Today, the Pennsylvania Office of Open Records denied Food & Water Watch’s appeal seeking to overturn the Buck County Water & Sewer Authority’s refusal to provide information about its dealings with Aqua Pennsylvania.
In early March, after hearing rumors that the BCWSA was in private talks with Aqua, Food & Water Watch requested copies of any presentation, draft proposal, unsolicited bid or other materials or communication from Aqua Pennsylvania or Essential Utilities from January 1, 2020 to present.
The Office of Open Records ruled that the documents would be confidential until the execution of a contract, but failed to respond to any of Food & Water Watch’s arguments for the release of the records. Their decision, which was delayed by months, comes two days after BCWSA approved an exclusivity agreement with Aqua Pennsylvania.
The entire process has been highly flawed. On Wednesday, the BCWSA Board voted on the exclusivity agreement even though it excluded it from the public agenda posted before the meeting, and it failed to notify the public that the vote was happening. The Board, however, did take the time to hold a private press briefing the day prior to the vote to discuss the agreement.

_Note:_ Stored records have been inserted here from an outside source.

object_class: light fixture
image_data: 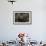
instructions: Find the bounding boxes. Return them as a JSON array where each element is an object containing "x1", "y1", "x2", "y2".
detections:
[{"x1": 8, "y1": 0, "x2": 16, "y2": 4}]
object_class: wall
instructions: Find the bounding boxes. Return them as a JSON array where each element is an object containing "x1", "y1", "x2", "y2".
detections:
[{"x1": 0, "y1": 0, "x2": 46, "y2": 41}]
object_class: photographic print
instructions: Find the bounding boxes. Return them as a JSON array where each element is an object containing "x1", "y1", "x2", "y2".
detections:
[{"x1": 13, "y1": 11, "x2": 32, "y2": 24}]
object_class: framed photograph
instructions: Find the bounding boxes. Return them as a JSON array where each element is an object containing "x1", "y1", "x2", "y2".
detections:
[{"x1": 13, "y1": 11, "x2": 32, "y2": 25}]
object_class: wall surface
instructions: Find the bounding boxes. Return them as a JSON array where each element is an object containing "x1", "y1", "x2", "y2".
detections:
[{"x1": 0, "y1": 0, "x2": 46, "y2": 41}]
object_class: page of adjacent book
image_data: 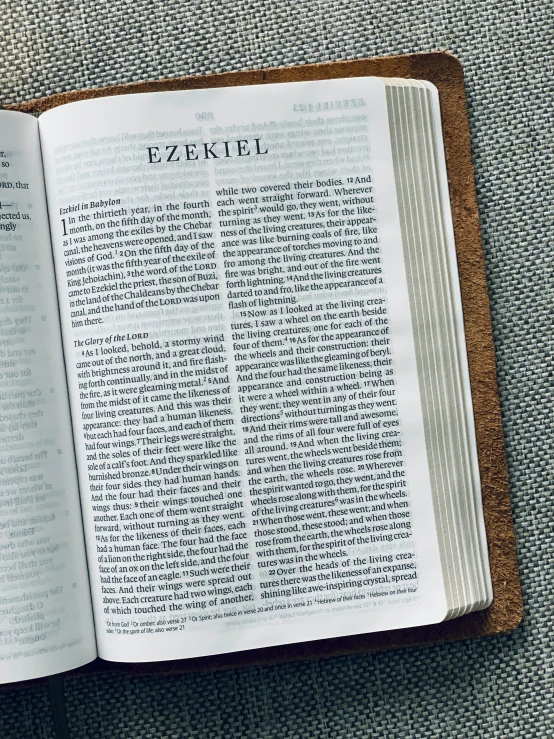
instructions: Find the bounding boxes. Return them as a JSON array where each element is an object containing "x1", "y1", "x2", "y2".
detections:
[
  {"x1": 0, "y1": 111, "x2": 96, "y2": 682},
  {"x1": 39, "y1": 78, "x2": 448, "y2": 661}
]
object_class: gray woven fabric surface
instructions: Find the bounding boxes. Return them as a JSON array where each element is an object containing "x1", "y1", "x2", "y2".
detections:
[{"x1": 0, "y1": 0, "x2": 554, "y2": 739}]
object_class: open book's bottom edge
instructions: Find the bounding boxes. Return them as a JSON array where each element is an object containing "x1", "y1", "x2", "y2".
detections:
[{"x1": 60, "y1": 601, "x2": 523, "y2": 676}]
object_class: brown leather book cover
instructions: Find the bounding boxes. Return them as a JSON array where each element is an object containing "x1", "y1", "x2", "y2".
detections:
[{"x1": 9, "y1": 52, "x2": 523, "y2": 674}]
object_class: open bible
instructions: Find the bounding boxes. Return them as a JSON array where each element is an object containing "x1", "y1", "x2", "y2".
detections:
[{"x1": 0, "y1": 69, "x2": 492, "y2": 682}]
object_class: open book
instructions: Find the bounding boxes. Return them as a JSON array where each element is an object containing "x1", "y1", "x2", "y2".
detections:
[{"x1": 0, "y1": 77, "x2": 492, "y2": 682}]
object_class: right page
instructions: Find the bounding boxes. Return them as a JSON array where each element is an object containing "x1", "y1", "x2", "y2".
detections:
[{"x1": 40, "y1": 78, "x2": 448, "y2": 661}]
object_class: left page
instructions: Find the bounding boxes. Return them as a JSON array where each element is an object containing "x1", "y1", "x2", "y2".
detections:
[{"x1": 0, "y1": 111, "x2": 96, "y2": 683}]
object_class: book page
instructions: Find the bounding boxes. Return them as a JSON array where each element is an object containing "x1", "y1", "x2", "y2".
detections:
[
  {"x1": 0, "y1": 111, "x2": 96, "y2": 682},
  {"x1": 40, "y1": 78, "x2": 446, "y2": 661}
]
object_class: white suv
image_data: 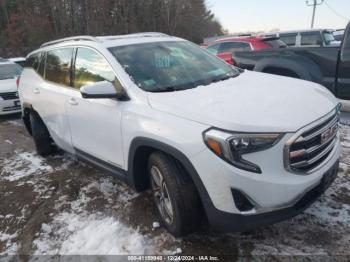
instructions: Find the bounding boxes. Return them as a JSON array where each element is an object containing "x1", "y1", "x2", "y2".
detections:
[
  {"x1": 0, "y1": 60, "x2": 22, "y2": 115},
  {"x1": 19, "y1": 33, "x2": 340, "y2": 236}
]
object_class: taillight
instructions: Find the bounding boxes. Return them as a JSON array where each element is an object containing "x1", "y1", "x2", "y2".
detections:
[{"x1": 16, "y1": 76, "x2": 21, "y2": 89}]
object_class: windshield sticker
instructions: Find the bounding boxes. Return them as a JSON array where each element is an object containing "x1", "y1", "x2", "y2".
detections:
[{"x1": 143, "y1": 79, "x2": 156, "y2": 86}]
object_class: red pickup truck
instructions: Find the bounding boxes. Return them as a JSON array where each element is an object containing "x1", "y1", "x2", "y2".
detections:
[{"x1": 204, "y1": 36, "x2": 287, "y2": 65}]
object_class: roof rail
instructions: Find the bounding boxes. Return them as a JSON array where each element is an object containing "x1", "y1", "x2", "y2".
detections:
[
  {"x1": 96, "y1": 32, "x2": 169, "y2": 42},
  {"x1": 40, "y1": 35, "x2": 97, "y2": 47}
]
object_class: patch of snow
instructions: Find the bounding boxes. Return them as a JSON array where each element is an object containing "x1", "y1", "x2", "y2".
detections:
[
  {"x1": 5, "y1": 139, "x2": 13, "y2": 145},
  {"x1": 34, "y1": 213, "x2": 154, "y2": 255},
  {"x1": 0, "y1": 152, "x2": 53, "y2": 182}
]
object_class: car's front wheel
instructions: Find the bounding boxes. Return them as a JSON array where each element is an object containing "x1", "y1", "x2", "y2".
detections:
[{"x1": 148, "y1": 152, "x2": 201, "y2": 237}]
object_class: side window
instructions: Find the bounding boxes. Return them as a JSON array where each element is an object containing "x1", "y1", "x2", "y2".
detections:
[
  {"x1": 24, "y1": 53, "x2": 39, "y2": 69},
  {"x1": 301, "y1": 32, "x2": 322, "y2": 46},
  {"x1": 74, "y1": 48, "x2": 117, "y2": 89},
  {"x1": 219, "y1": 42, "x2": 252, "y2": 53},
  {"x1": 280, "y1": 34, "x2": 297, "y2": 46},
  {"x1": 45, "y1": 48, "x2": 74, "y2": 86},
  {"x1": 207, "y1": 44, "x2": 220, "y2": 55}
]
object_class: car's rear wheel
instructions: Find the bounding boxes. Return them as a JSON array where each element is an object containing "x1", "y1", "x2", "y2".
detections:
[
  {"x1": 29, "y1": 112, "x2": 54, "y2": 156},
  {"x1": 148, "y1": 152, "x2": 201, "y2": 237}
]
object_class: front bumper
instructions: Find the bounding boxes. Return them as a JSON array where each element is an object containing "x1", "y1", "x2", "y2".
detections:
[{"x1": 206, "y1": 161, "x2": 339, "y2": 232}]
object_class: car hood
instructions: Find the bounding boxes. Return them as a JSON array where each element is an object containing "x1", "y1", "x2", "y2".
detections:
[
  {"x1": 148, "y1": 71, "x2": 338, "y2": 132},
  {"x1": 0, "y1": 79, "x2": 17, "y2": 93}
]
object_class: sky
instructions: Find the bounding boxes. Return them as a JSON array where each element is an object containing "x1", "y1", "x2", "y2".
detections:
[{"x1": 207, "y1": 0, "x2": 350, "y2": 33}]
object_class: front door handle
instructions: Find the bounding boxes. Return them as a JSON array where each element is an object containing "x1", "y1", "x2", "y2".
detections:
[{"x1": 68, "y1": 97, "x2": 79, "y2": 106}]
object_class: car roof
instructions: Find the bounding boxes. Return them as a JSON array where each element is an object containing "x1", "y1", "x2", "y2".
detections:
[
  {"x1": 206, "y1": 36, "x2": 263, "y2": 46},
  {"x1": 28, "y1": 32, "x2": 185, "y2": 56},
  {"x1": 262, "y1": 29, "x2": 334, "y2": 35}
]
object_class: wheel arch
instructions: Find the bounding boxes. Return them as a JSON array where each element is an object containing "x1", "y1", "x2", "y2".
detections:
[
  {"x1": 128, "y1": 137, "x2": 212, "y2": 207},
  {"x1": 22, "y1": 103, "x2": 35, "y2": 135}
]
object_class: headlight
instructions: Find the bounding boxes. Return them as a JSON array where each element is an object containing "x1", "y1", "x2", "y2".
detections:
[{"x1": 203, "y1": 128, "x2": 283, "y2": 174}]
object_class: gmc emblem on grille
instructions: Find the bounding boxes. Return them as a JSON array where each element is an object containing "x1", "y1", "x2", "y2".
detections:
[{"x1": 321, "y1": 124, "x2": 338, "y2": 145}]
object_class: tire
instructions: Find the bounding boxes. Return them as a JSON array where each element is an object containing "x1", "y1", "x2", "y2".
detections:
[
  {"x1": 29, "y1": 112, "x2": 54, "y2": 156},
  {"x1": 148, "y1": 152, "x2": 202, "y2": 237}
]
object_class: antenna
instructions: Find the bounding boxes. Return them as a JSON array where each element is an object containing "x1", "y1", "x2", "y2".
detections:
[{"x1": 306, "y1": 0, "x2": 324, "y2": 28}]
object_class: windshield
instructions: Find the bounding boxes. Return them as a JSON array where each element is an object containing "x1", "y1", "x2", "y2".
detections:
[
  {"x1": 110, "y1": 41, "x2": 239, "y2": 92},
  {"x1": 323, "y1": 31, "x2": 335, "y2": 45},
  {"x1": 0, "y1": 64, "x2": 23, "y2": 80}
]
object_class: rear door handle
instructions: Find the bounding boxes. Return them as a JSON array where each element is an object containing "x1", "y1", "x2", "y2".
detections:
[{"x1": 68, "y1": 97, "x2": 79, "y2": 106}]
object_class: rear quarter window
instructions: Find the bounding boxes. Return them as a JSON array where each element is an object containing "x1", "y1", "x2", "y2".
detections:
[
  {"x1": 280, "y1": 34, "x2": 297, "y2": 46},
  {"x1": 45, "y1": 48, "x2": 74, "y2": 86}
]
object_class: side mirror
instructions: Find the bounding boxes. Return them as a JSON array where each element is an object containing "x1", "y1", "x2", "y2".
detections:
[{"x1": 80, "y1": 81, "x2": 128, "y2": 100}]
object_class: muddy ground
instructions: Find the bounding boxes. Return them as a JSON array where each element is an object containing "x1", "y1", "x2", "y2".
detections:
[{"x1": 0, "y1": 114, "x2": 350, "y2": 261}]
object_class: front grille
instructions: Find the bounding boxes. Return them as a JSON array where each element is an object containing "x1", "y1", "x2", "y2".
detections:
[
  {"x1": 0, "y1": 92, "x2": 18, "y2": 100},
  {"x1": 285, "y1": 112, "x2": 339, "y2": 173}
]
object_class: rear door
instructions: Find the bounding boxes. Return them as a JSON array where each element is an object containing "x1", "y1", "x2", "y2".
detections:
[
  {"x1": 65, "y1": 47, "x2": 124, "y2": 169},
  {"x1": 336, "y1": 24, "x2": 350, "y2": 100},
  {"x1": 37, "y1": 47, "x2": 74, "y2": 152}
]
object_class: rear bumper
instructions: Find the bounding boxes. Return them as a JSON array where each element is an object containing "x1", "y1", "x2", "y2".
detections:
[{"x1": 206, "y1": 161, "x2": 339, "y2": 232}]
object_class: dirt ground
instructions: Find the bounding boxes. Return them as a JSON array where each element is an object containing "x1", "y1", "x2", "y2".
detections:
[{"x1": 0, "y1": 114, "x2": 350, "y2": 261}]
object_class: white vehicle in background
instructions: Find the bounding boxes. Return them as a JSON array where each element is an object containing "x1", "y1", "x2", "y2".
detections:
[
  {"x1": 8, "y1": 57, "x2": 26, "y2": 67},
  {"x1": 0, "y1": 60, "x2": 23, "y2": 115},
  {"x1": 19, "y1": 33, "x2": 340, "y2": 237}
]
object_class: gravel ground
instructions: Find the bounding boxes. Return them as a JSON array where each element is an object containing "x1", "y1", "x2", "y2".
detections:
[{"x1": 0, "y1": 114, "x2": 350, "y2": 261}]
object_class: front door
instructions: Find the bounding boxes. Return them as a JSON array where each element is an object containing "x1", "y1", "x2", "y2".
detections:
[
  {"x1": 336, "y1": 23, "x2": 350, "y2": 100},
  {"x1": 65, "y1": 47, "x2": 124, "y2": 168}
]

In response, Food & Water Watch Eastern Pennsylvania Organizer Ginny Marcille-Kerslake issued the following statement:
“What is the BCWSA Board trying to hide? The people of Bucks County have a fundamental right to know what is being discussed about the future of their sewer system. The entire privatization process has been shrouded in secrecy without public access to even basic information. The process has been flawed since its conception. Sewer privatization is not in the public interest and will sacrifice public control over an essential asset, leading to massive increases in bills for households and local businesses. The BCWSA Board must reject the sewer privatization deal.”